CEO of Voicera. Former CEO of BlueKai and SVP at Oracle.
I’ve been fortunate to work with some of the most successful and effective CEOs in the world of tech, and time spent with these executives nearly always leaves me inspired and impressed. Each of these tech leaders has mastered a critical skill called presence, and they demonstrate its power in meetings. For many, meetings are simply a time suck. For successful leaders, however, meetings are an effective tool that can quickly remove barriers, spur critical thinking and drive results.
Unfortunately, presence is misunderstood. While our brain represents only 2% of our body weight, it consumes 20% of our energy. When we multitask, we tax that energy and harm our productivity. As humans, our problem is not a lack of resources but a lack of focus.
Presence is the ability to master attention control and swat out distractions. This attention control is increasingly hard to maintain because of the ubiquity of communication and the growing expectation for quick responses. According to a Stanford University study, multitasking, especially with electronic media, negatively affects IQ and degrades performance. The rise of this constant multitasking also impacts how our cognitive processing works. Now more than ever we need to practice cognitive control rather than breadth-biased thinking that favors distractions over depth.
Attention control is the superpower many effective leaders have learned to harness.

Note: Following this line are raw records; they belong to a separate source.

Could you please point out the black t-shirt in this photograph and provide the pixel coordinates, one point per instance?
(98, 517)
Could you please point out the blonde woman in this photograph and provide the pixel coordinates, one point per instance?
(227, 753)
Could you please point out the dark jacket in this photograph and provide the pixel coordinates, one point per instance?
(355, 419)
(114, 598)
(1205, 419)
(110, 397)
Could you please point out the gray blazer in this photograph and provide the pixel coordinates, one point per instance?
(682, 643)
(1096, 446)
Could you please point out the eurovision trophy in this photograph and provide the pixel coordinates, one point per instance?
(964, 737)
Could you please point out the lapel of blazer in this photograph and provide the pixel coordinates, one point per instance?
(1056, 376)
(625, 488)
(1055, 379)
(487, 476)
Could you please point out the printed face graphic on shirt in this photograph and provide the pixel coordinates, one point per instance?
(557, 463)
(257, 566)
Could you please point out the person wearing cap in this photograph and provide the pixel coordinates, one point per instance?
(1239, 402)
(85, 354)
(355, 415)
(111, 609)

Through my own experience as well as several interviews I conducted with successful CEOs, presence emerged as one of the most important executive skills to foster. For example, I recently had the opportunity to sit down with Thomas Kurian, the President of Oracle (which acquired my company in 2014). I learned from him that presence is the single most important way to show respect. “It’s really a gesture of politeness and courtesy that if you’re with somebody, they have 100% of your attention,” he said.
Maintaining your presence in meetings is a learned behavior, not a magical capacity we are born with. Improving your presence requires being logical about how you structure your meeting process. For example, think through the impact of having remote employees. If your remote employees have any temptation to be disengaged, they will likely do so. By moving to video, everyone will see each other and feel obliged to stay engaged instead of multitasking. When remote attendees aren’t on video, the degree of multitasking and disengagement is very high. If you fix this one simple issue every participant will have to be part of the discussion. The advantage of total engagement is that if there is something to fix, your remote employees will now help create a solution instead of just disengaging.

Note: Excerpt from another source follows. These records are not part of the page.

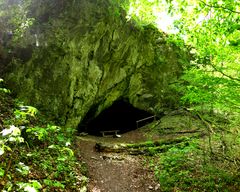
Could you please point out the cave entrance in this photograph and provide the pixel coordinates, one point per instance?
(120, 116)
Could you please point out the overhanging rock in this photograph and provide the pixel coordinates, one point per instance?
(90, 56)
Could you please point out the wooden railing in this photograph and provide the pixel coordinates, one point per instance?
(145, 119)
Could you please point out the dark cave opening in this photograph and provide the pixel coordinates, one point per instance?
(120, 116)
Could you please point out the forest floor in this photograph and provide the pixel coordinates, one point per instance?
(115, 172)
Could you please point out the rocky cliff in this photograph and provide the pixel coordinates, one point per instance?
(89, 55)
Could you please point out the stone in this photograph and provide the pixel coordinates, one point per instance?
(91, 57)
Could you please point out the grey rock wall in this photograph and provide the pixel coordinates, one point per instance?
(90, 55)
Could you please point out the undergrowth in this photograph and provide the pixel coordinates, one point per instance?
(210, 163)
(35, 155)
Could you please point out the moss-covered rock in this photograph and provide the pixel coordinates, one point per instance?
(91, 55)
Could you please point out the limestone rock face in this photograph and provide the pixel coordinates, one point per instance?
(90, 55)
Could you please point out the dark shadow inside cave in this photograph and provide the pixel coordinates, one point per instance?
(120, 116)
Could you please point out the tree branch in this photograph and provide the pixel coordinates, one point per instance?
(219, 7)
(224, 74)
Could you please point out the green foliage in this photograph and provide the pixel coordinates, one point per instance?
(14, 18)
(30, 150)
(187, 169)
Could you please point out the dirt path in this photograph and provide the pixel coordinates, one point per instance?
(112, 172)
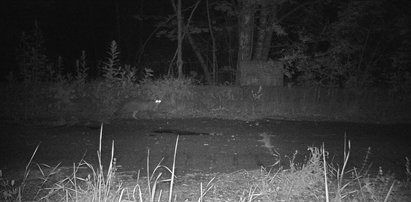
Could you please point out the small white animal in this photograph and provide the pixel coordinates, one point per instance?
(139, 108)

Another process solution is to enforce a no laptop rule during key meetings. Despite some beliefs to the contrary, the act of note-taking, especially on digital devices, serves more as a distraction from providing the speaker with your full attention. Most users have notifications streaming through the screen while they are taking notes. That forces their brains to focus elsewhere and explains why tools such as AI assistants that take notes for you are in high demand.

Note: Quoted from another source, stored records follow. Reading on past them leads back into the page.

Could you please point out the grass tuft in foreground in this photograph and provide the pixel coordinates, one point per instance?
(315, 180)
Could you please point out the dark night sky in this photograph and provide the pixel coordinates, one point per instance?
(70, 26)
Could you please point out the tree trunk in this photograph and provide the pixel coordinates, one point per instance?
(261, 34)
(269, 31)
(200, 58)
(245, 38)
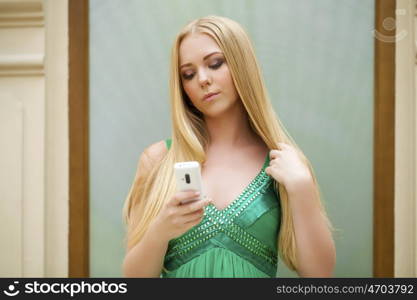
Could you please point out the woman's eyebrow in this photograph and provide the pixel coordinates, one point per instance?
(204, 58)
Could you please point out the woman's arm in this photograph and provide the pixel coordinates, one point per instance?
(316, 254)
(145, 259)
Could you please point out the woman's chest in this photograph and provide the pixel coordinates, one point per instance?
(224, 181)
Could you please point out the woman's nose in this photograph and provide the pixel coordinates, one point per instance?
(203, 78)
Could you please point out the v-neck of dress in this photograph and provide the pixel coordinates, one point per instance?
(231, 204)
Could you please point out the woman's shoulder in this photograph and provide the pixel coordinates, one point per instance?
(152, 154)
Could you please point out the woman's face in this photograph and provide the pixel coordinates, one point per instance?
(203, 70)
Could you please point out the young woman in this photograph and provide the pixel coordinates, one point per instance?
(264, 197)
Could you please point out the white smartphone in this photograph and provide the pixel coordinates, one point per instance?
(188, 177)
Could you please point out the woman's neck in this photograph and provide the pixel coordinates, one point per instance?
(231, 130)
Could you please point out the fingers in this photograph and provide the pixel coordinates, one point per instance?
(191, 207)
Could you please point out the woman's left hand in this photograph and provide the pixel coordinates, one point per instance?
(286, 166)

The next way to ensure your presence is to use a relationship-centric (rather than a transaction-centric) lens to your interactions. CEOs that take a genuine interest in the person they are speaking to make personal connections that deliver exponential results. Think about those execs that go beyond the pure content of the discussion and are able to foster a real connection. One of my mentors (and an official advisor to Voicera) is Dave Morgan, who is now CEO of Simulmedia. He would always train his customer-centric teams to understand that companies don’t buy things, people do. Relationship-centric views of a discussion help us become better listeners. This, in turn, helps us foster empathy, which is a skill many hard-charging executives lack.